Horror buffs know that Gein—a serial killer who dug up graves and made lamp shades out of human skin—was the inspiration for Norman Bates (Psycho), Leatherface (The Texas Chain Saw Massacre) and Buffalo Bill (The Silence of the Lambs). It’s fair to say that any serial or slasher killer depicted in cinema since the early ’60s has roots with Gein.
This show chooses to fantasize and even glamorize the Gein story to show his connection to these films, with re-creations of moments in those aforementioned movies, to smack us over the head with the notion that Gein is the god of horror movies. It’s a weird sort of celebration of his life.
Monster also elaborates, speculates and flat-out makes up portions of the story. Much of what happens in this show never happened, or only sort of happened. It’s basically a sick Ed Gein fantasy extravaganza.
Charlie Hunnam—looking like Channing Tatum on a cheat day with a bad haircut, and sounding like Nicolas Cage’s brother in Face/Off—plays Gein like a meek, misunderstood country boy. Living alone with his domineering mom, Augusta (a deranged Laurie Metcalf), Ed has some severe mother issues—eventually exhuming a corpse and treating it like her after she’s died. He sits it in a chair and speaks in his mom’s voice, Psycho style, one of the many embellishments in this show.
The show also depicts Gein performing necrophiliac acts, serving people-meat to neighbors, and dancing with a penis tuck à la Silence of the Lambs. In this show, Gein has a girlfriend who eggs him on to do dirty things (played by Suzanna Son), has raucous sex with one of his eventual victims, and has ham-radio conversations with an infamous Nazi.

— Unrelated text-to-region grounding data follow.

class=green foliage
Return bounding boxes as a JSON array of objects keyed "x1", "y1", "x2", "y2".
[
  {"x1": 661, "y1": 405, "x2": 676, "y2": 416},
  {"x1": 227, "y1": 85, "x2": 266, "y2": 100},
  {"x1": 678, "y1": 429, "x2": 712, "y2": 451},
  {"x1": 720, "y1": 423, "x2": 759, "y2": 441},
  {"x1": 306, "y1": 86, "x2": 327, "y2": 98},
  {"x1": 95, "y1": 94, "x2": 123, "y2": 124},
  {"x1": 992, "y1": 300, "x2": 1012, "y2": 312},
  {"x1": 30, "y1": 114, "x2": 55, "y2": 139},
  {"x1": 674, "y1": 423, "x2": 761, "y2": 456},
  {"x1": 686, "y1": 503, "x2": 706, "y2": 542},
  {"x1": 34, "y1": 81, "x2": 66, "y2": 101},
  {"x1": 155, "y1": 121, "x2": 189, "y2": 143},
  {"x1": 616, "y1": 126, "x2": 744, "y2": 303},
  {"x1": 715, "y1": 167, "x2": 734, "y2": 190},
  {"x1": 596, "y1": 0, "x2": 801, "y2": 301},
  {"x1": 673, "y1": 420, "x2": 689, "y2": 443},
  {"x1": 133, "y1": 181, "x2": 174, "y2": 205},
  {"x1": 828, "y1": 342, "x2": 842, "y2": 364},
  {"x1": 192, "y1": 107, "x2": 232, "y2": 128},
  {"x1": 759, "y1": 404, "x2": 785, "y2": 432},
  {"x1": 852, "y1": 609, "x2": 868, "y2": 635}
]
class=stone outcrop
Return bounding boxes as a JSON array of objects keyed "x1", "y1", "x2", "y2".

All of this is made up; the writers explain this by recalling that Gein was a schizophrenic who made a lot of shit up, so this is what we are seeing. It’s a cheap parlor trick that just feels wrong. Most viewers will probably miss Gein’s Titanic-like death scene—moving down a dream corridor with dancing serial killers (Charles Manson drops in!) and winding up with his mom instead of Leonardo DiCaprio—because they had the good sense to quit many episodes before. I hung in through the very last, abysmal second of the eight episodes.
Besides Hunman, Metcalf and Son, the way-too-good-to-be-in-this Vicky Krieps (Phantom Thread) plays infamous Nazi Ilse Koch. Fire your agents, Vicky—fire them now. The estates of Anthony Perkins, Tobe Hooper and Alfred Hitchcock should all be suing the shit out of Murphy because of how their legacies are treated in this thing.
The show looks good and is well-acted in spots—but glamorizing, embellishing and empathizing with the story of Ed Gein is as misguided and vile as entertainment can get. There’s probably an interesting, semi-plausible two-hour movie here after a major editing job. As it stands, this is an overblown glorification of a really sick guy.
Monster: The Ed Gein Story is now streaming on Netflix.